Document Checklist And Where To Get It
Keep this list handy when you start the clearance request. Ticking every line speeds up bureau updates and lender clean-up.
| Document | Where To Get It | Why It Matters |
|---|---|---|
| Paid-up letters | Each credit provider or PDA | Proves every short-term account is settled. |
| Bond statement (current) | Home loan lender | Shows no arrears on the long-term line in the plan. |
| Debt rearrangement order | Your counsellor or attorney | Confirms the original case details and scope. |
| Form 19 (certificate) | Debt counsellor | Triggers bureau and register updates. |
| ID copy | You | Matches records at bureaus and lenders. |
Switching Counsellors Or Finding Help
If your original counsellor is uncontactable, reach out to the National Credit Regulator for guidance on moving your file. Keep your case number, ID, paid-up letters, and any court order ready so a new counsellor can step in with minimal delay.
Sample Email Templates You Can Use
Request To Counsellor
Subject: Request for Form 19 Clearance Certificate
Body: “I have settled all short-term debts in my plan and my long-term account is current.
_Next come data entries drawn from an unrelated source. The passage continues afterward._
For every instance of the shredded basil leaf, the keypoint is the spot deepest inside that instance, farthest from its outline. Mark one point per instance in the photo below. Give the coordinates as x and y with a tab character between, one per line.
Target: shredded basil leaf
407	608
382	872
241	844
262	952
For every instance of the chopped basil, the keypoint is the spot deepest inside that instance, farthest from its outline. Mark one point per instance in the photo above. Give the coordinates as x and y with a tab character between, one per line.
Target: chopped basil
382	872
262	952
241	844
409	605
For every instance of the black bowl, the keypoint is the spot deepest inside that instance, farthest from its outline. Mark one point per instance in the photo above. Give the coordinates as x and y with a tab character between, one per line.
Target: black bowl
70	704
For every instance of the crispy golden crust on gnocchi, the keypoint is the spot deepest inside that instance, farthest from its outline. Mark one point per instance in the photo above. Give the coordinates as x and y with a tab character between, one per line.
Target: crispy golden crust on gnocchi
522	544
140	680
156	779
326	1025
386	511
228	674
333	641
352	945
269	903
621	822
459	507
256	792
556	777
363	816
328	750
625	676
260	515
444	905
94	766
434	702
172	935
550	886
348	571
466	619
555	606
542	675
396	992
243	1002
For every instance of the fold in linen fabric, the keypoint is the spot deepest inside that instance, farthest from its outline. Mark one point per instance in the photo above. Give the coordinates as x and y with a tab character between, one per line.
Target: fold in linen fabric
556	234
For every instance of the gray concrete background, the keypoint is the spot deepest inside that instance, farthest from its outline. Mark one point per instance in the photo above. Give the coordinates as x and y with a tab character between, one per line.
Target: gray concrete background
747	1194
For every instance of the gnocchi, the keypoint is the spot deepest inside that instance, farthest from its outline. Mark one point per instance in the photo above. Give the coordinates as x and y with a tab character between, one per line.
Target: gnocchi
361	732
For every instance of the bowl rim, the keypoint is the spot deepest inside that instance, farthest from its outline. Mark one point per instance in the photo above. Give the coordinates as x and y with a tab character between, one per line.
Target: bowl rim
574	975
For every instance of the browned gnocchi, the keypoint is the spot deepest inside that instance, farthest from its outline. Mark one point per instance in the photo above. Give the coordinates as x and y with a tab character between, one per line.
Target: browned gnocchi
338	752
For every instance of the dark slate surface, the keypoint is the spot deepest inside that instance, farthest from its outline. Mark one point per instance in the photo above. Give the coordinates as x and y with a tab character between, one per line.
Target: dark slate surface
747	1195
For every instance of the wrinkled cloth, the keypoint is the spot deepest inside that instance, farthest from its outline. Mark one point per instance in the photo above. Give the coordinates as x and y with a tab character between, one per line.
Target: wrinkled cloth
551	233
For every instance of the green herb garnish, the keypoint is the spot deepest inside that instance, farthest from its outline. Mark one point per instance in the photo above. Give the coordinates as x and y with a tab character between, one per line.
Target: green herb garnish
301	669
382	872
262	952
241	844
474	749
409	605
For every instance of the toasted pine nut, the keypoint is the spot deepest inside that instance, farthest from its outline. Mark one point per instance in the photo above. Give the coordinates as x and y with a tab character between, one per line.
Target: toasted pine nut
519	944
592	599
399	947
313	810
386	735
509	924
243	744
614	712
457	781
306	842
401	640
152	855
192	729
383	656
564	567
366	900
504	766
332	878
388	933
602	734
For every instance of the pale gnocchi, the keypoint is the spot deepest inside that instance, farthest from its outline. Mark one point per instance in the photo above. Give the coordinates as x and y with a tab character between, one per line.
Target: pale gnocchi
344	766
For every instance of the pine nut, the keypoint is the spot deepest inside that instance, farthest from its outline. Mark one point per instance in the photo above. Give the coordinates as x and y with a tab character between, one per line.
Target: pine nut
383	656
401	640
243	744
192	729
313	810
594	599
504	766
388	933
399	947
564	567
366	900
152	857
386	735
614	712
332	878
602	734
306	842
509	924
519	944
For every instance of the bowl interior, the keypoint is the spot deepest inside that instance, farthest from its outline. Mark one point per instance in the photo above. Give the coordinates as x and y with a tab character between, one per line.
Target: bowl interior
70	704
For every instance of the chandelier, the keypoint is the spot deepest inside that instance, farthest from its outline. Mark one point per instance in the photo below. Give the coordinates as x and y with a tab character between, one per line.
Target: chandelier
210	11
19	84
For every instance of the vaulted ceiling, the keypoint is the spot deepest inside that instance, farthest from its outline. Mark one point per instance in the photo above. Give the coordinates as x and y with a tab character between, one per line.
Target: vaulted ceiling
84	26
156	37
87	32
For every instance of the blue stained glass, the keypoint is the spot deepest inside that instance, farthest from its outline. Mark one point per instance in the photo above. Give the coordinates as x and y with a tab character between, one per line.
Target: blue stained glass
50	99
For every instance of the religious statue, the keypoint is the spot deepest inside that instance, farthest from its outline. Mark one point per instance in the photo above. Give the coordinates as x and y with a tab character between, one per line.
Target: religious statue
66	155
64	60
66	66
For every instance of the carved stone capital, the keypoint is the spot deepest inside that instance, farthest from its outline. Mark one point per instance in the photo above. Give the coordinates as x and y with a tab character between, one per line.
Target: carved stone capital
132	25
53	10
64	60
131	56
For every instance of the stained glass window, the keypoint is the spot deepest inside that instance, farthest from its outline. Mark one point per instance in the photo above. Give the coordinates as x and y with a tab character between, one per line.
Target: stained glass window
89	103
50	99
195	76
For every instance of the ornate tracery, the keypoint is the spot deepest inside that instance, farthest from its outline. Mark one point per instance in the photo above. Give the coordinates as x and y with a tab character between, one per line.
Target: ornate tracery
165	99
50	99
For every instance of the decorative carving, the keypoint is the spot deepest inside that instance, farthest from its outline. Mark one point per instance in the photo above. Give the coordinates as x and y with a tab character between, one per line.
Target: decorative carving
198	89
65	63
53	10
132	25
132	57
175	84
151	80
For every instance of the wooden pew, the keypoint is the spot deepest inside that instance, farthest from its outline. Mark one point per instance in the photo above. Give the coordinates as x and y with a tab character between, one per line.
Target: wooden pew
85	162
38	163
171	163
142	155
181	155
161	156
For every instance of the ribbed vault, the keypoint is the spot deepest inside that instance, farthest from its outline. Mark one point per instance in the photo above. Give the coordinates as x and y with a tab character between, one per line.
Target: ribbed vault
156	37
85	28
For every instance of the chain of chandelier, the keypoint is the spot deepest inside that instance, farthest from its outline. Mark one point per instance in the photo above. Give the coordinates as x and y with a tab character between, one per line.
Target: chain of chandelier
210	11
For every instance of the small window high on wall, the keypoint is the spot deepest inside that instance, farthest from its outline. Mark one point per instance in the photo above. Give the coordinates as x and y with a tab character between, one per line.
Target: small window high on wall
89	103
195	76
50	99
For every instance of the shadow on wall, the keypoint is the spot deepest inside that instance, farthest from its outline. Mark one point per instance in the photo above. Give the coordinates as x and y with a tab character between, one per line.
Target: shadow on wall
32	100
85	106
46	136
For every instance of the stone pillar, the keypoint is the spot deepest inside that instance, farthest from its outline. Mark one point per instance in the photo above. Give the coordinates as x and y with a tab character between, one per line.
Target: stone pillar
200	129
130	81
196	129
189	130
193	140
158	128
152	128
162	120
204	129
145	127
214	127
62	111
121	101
Please issue Form 19 and file it with all credit bureaus and the national register within seven days. I attach paid-up letters and my latest bond statement.”
Follow-Up To A Lender Showing The Old Flag
Subject: Update Required: Debt Review Flag Still Showing
Body: “Please remove the internal code that still shows debt counselling on my profile. Attached is my Form 19 clearance certificate and case number. Kindly confirm once your system reflects the update.”
How Long It Takes
The legal part is quick once you qualify: your counsellor has seven days to file the certificate. Bureau and lender updates can take a few weeks. Keep copies of every mail and ask for reference numbers so follow-ups are easy.
When A Lawyer Makes Sense
Get attorney input if a lender disputes a paid-up balance, a court order needs variation or rescission, or your counsellor is unresponsive. Ask for a fixed-fee quote for the first step and a clear view of timelines and risks.
Life After The Flag Falls Away
Once the record is clean, rebuild sensibly. Pay every account on time, keep card limits modest, and avoid opening many lines at once. A small store card paid in full each month helps re-establish a track record. Keep total debt low relative to take-home pay, and spread applications across the year instead of bunching them.
Sources And Legal Anchors You Can Rely On
The rule that drives the certificate lives in Section 71 of the National Credit Act. The National Credit Regulator publishes the official template on its site; see the Form 19 clearance certificate under its list of forms. Government guides on debt counselling explain that bureaus must expunge the flag once they receive the certificate.